I don't know what to think right now. My mind wants it to be the end of testing, it keeps going between relaxed and worried and I really don't like it. It's so hard to trust right now that taking my suitemate and her boyfriend to WalMart and Pizza Hut tonight was "good enough" for God. I kept thinking I had to do something or say something that would make the night "good enough" in God's sight. But honestly, I'm not seeing it in the right light.
Something tells me I did fine, but my natural tendency is to say that I did an awful job of being a witness. Then I have to believe that with time, I will overcome the tendency to think I'm not standing up to some high expectations. I felt attacked today. I felt like I wasn't praying enough, like a failure for not living in the moment, and just not loving. I'm tired of having such high expectations of myself, but I'm afraid of letting go of them for fear of not seeking after God! And yet God probably has better motivations for me to be the best I can be than what I have for myself right now.
It's okay that I'm a bit stressed out because of Finals, because I know I've gained a lot of progress from the way I would have seen Finals week a year ago, you know? I'm not going to be mad at myself for showing that I'm stressed. I'm just going to trust that I will learn how to handle things with the best attitude and outlook.
Today I felt like a jerk to people. What is in my heart may not come out as mean when I speak, but it matters that I see my heart still needs work. I'm thankful God knows what it looks like and still loves me the way I am. It still hurts though, not knowing how long it will be until I won't be so irritable towards people. I choose to focus on positive things about people, like my friend Hannah tells me she does.

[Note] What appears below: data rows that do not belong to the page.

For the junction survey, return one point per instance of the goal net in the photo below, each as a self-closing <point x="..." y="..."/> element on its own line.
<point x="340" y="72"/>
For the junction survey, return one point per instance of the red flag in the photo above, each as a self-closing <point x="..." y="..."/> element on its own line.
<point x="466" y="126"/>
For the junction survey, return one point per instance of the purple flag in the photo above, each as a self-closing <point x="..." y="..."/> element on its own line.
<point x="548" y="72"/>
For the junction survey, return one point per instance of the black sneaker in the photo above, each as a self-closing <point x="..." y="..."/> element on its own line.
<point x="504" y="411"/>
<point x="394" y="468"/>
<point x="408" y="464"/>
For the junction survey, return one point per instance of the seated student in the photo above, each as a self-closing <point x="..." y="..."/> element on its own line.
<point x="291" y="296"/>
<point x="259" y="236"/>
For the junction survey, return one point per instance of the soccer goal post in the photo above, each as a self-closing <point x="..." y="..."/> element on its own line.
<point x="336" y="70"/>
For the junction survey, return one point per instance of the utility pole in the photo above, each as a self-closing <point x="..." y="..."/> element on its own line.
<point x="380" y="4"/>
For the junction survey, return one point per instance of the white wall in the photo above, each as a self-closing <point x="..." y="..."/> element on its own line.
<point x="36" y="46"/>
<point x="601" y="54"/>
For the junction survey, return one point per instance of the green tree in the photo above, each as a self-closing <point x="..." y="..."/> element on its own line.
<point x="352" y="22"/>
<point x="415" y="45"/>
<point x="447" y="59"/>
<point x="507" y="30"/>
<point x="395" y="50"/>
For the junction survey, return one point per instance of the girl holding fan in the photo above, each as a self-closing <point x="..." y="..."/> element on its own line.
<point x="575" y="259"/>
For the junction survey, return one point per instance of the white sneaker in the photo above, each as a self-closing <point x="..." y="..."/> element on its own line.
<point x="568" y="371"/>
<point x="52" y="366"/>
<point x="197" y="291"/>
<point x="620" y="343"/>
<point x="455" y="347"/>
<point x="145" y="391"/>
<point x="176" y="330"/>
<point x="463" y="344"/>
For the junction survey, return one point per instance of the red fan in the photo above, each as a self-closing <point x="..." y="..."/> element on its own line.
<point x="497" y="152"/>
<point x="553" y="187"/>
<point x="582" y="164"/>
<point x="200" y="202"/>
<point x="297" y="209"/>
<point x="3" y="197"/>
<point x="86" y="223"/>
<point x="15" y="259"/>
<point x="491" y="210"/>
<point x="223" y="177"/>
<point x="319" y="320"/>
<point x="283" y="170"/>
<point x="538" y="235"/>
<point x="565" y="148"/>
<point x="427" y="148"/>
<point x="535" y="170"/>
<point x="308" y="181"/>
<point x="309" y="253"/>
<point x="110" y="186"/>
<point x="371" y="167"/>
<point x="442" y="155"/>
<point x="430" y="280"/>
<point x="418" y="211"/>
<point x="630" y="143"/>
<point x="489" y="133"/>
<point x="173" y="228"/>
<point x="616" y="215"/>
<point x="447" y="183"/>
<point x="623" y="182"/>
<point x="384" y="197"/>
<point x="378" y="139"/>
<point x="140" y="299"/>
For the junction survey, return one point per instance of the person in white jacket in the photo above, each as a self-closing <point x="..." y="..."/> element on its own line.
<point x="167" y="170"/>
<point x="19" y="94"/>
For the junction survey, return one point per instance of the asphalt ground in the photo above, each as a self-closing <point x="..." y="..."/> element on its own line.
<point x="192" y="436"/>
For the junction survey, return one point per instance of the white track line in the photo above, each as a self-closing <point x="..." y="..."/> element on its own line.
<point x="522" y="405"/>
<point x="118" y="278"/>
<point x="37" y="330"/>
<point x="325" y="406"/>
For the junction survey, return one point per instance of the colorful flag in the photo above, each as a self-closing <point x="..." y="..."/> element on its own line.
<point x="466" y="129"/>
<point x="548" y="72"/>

I will praise God now, praise Him tomorrow while I'm taking my Spanish test, while I'm researching for my Math project, and while I'm working on my two take home Math finals. He deserves it and I will try to take joy in that rather than worrying about stuff. But it's just as difficult for me to not worry about upcoming and possible conversations with people. Why am I making it so hard and being so analytical? Hehe, that's the way I am, that's why. When I write this, I realize I need to focus on the good things of life, even though it seems stupid at first, I refuse to give in to negativity and complaint. I'm wanting change, God, but when will it come and am I seeking hard enough after it? Please show me how to rest in knowing it will come.